We encountered this question—that of the American soul—two generations ago. Following the attack on Pearl Harbor, Americans proved their courage and love and might. We won, only to find another adversary threatening our safety—the Soviet Union. Most Americans viewed the Cold War as a battle between the freedom of democracy and the chains of communism; Reinhold Niebuhr understood it as a conflict of moral and spiritual forces within the human soul.

He was not alone: William Faulkner in his famous Nobel Prize acceptance speech said our fear of being blown up caused us to forget the “problems of the human heart in conflict with itself.” Whittaker Chambers describes the Communist ideology as an attempt to eradicate the faith by which human beings and societies live and die. The Cold War presented the United States with an existential crisis not because it threatened our very existence but because it made us question the purpose of our existence.

The same question is posed to the American people today, albeit by a very different enemy. As Reinhold Niebuhr lays out in The Irony of American History, the crisis tendencies of the people is to the extremes—either toward naive idealism or bitter realism. Naive idealism convinces Americans we can fix the brokenness of the world through the proliferation of our doctrine; bitter realism suggests we hunker down in our fortress for the world is fraught with perils.

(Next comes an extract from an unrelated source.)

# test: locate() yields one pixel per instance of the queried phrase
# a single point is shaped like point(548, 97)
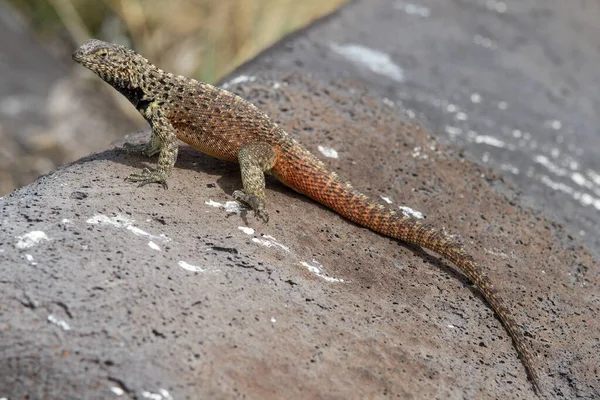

With the war in Iraq, we succumbed to naive idealism only to realize no amount of military might or democratic persuasion could cure hatred. In fact, we only succeeded in multiplying it. Now we are slipping into the bitter realism characterized by popular demand to screw the others and put ourselves first. These extremes are a self-sustaining ecosystem in which fear and disillusionment triumph over virtue. Here, we observe the drama of history is acted out within the theater of the soul.

Leaders in the American community, especially those with a national audience, must address the growing existential fear Americans harbor due to the rise of terrorism in the twenty-first century. And they must not do so in purely economic or political terms, frosted with idealistic or cynical philosophies. They must offer an alternative—a discourse that addresses the moral and spiritual cravings of the human heart.


Joshua Cayetano is a Richter Scholar and a student in the William Penn Honors Program at George Fox University. He is majoring in political science and history with a focus on Middle Eastern studies. Originally from Pacifica, California, he enjoys traveling to different countries, sitting on the beach with any good book, or playing basketball.